Les œuvres présentées dans cette exposition sont issues de séries réalisées au cours de vingt dernières années et sélectionnées par Marta Gili, directrice du Jeu de Paume et commissaire de l'exposition, et par l'artiste lui-même. Une nouvelle création, Le Feu, a été conçue spécialement pour l'exposition.

En utilisant une approche documentaire faite d'enquêtes, recueils, récits et réemploi de documents d'archives, Mathieu Pernot interroge la notion d'usage du médium photographique et la diversité des modes de représentation.

L'idée de traversée est très présente dans l'oeuvre du photographe d'une part de par certains de ses sujets (Tsiganes, migrants), d'autre part par la présence des mêmes individus au sein de séries réalisées à des périodes différentes, « personnages traversés par ces histoires au fil du temps ».

L'exposition est elle-même une traversée dans l'oeuvre de Mathieu Pernot car elle réunit les thématiques sur lesquelles se concentre son travail: l'enfermement – géographique, physique, social – dans les séries Un camp pour les bohémiens, Panoptique, Les hurleurs ; l'itinérance, le déplacement – Les migrants, Les Cahiers afghans ; l'urbanisme – Implosions, Fenêtres, Le Meilleur des mondes.
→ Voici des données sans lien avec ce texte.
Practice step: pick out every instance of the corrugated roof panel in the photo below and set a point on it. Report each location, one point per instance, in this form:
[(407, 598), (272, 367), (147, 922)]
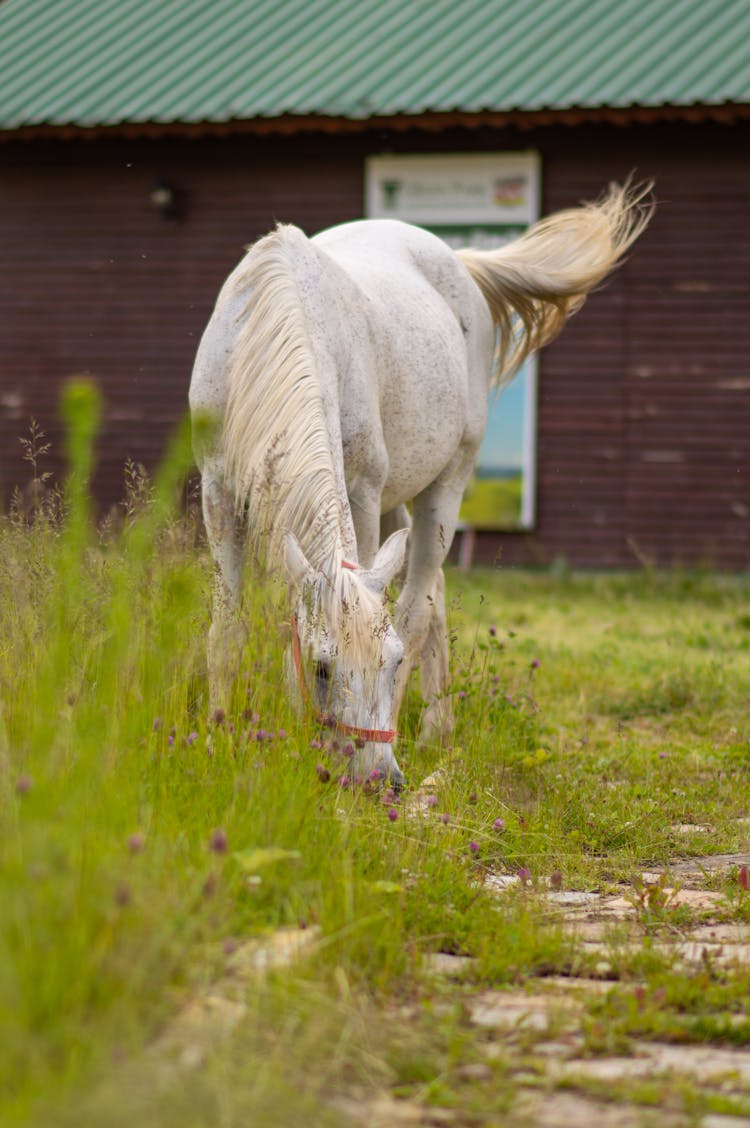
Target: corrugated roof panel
[(103, 62)]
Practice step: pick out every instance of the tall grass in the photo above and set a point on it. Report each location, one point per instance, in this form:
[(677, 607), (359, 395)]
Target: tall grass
[(141, 839)]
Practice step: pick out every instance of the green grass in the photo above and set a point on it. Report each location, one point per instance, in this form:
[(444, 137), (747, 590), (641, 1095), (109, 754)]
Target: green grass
[(594, 714)]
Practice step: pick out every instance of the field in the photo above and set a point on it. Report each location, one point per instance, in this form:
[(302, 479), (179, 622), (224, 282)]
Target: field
[(202, 924), (493, 503)]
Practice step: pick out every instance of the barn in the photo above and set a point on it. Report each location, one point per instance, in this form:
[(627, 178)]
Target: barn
[(143, 146)]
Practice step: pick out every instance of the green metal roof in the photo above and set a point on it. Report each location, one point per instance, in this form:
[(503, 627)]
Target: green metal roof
[(107, 62)]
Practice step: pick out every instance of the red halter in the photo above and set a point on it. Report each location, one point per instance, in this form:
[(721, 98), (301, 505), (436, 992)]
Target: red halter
[(370, 736)]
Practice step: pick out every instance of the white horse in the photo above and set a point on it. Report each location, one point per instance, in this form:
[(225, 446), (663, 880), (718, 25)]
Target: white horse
[(347, 376)]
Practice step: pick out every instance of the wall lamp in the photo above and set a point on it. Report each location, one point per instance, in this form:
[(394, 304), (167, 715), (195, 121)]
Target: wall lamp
[(166, 199)]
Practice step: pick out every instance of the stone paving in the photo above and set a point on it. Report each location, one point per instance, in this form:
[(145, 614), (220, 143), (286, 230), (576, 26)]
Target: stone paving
[(539, 1029)]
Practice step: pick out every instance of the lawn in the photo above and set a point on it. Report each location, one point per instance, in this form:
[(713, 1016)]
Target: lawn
[(602, 728)]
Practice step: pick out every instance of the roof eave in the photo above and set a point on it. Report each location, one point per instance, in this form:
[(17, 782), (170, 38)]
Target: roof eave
[(432, 121)]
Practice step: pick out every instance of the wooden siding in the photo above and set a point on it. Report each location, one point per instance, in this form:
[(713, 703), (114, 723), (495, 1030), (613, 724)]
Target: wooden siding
[(644, 402)]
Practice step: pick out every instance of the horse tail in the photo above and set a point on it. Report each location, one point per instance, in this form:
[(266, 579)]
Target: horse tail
[(535, 283)]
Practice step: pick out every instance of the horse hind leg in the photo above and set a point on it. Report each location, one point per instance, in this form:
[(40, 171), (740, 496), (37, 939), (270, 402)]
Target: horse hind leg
[(227, 545), (438, 719)]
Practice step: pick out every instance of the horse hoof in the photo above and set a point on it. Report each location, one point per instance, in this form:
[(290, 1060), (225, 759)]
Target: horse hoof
[(396, 780)]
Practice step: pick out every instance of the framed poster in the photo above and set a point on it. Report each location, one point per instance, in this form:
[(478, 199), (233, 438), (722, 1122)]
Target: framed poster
[(476, 200)]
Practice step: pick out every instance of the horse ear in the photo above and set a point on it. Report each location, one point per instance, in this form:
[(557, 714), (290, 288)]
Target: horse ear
[(388, 562), (296, 562)]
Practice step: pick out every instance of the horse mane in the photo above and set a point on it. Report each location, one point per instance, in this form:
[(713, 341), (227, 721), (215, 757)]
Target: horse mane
[(276, 443)]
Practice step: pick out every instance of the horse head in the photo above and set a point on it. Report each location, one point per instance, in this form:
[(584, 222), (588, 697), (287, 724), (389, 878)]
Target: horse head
[(345, 652)]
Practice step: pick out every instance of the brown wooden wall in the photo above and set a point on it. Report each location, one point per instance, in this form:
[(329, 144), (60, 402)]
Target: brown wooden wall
[(644, 402)]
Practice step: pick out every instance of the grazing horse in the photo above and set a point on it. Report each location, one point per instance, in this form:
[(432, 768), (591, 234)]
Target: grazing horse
[(347, 376)]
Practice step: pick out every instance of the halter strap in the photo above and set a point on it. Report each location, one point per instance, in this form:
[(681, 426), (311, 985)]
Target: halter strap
[(370, 736)]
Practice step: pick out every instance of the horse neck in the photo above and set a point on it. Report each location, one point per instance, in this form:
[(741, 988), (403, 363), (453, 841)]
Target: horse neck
[(282, 428)]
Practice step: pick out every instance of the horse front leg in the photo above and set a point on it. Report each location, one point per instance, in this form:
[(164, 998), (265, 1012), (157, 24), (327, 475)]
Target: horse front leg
[(438, 720), (227, 545), (421, 609)]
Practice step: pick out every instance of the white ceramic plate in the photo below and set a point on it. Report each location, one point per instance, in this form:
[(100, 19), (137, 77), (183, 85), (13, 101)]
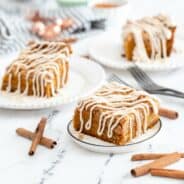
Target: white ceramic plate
[(97, 145), (107, 49), (85, 77)]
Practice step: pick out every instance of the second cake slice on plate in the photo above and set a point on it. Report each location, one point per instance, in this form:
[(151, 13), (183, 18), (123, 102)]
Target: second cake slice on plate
[(116, 114)]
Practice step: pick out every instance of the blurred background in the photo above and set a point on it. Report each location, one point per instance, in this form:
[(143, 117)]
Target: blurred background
[(72, 20)]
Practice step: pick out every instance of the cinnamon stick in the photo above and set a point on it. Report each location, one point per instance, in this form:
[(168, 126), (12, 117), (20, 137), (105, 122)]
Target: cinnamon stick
[(47, 142), (38, 135), (170, 173), (171, 114), (150, 156), (159, 163)]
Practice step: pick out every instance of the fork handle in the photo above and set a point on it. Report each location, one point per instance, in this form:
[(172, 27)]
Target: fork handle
[(170, 91), (167, 93)]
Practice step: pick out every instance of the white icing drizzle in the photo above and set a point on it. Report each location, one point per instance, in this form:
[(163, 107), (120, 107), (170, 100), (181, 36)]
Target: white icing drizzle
[(41, 63), (157, 29), (116, 103)]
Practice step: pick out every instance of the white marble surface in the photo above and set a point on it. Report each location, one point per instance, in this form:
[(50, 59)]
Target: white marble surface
[(69, 163)]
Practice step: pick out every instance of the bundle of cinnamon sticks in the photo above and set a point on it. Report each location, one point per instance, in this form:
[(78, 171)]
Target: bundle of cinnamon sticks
[(156, 167), (37, 136)]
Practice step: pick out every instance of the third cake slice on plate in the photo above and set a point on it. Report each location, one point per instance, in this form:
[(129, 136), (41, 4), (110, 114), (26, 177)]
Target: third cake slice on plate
[(149, 38), (116, 114), (40, 70)]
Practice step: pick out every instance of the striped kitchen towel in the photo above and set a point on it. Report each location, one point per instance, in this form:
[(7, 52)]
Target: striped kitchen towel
[(15, 28)]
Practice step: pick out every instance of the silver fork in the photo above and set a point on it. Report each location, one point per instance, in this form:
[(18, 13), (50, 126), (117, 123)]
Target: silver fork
[(150, 86)]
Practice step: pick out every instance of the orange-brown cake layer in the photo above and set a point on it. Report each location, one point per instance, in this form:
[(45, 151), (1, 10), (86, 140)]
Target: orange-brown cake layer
[(116, 114)]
Les différentes séries présentées semblent suggérer une lecture de l'oeuvre de Mathieu Pernot comme une tentative d'écriture d'une histoire contemporaine à partir des personnes vivant à sa marge, une histoire chorale et non figée.

Noemi Didu

 


extrait du communiqué de presse :

 

Commissaires :
Mathieu Pernot et Marta Gili




Mathieu Pernot, né en 1970 à Fréjus, vit et travaille à Paris. Après des études d’histoire de l’art à la faculté de Grenoble, il entre à l’École nationale de la photographie d’Arles, d’où il sort diplômé en 1996. Son oeuvre s’inscrit dans la démarche de la photographie documentaire mais en détourne les protocoles afin d’explorer des formules alternatives et de construire un récit à plusieurs voix. L’artiste procède soit par la réalisation de séries – parfois en résonance entre elles à travers personnages, chronologies ou thèmes –, soit par la rencontre avec des images d’archives. Dans tous les cas, ce nomadisme d’images et de sujets souligne son souhait d’éviter un récit de l’histoire à sens unique. Le déplacement perpétuel de ses images évoque donc une réalité qui est loin d’être figée ou immuable. L’exposition du Jeu de Paume présente une sélection de séries réalisées par l’artiste au cours des vingt dernières années. Elle met en espace un nouveau montage faisant dialoguer des corpus d’images et d’objets et établit une forme de traversée dans son oeuvre, jusqu’à sa dernière pièce, Le Feu, produite spécialement pour l’exposition.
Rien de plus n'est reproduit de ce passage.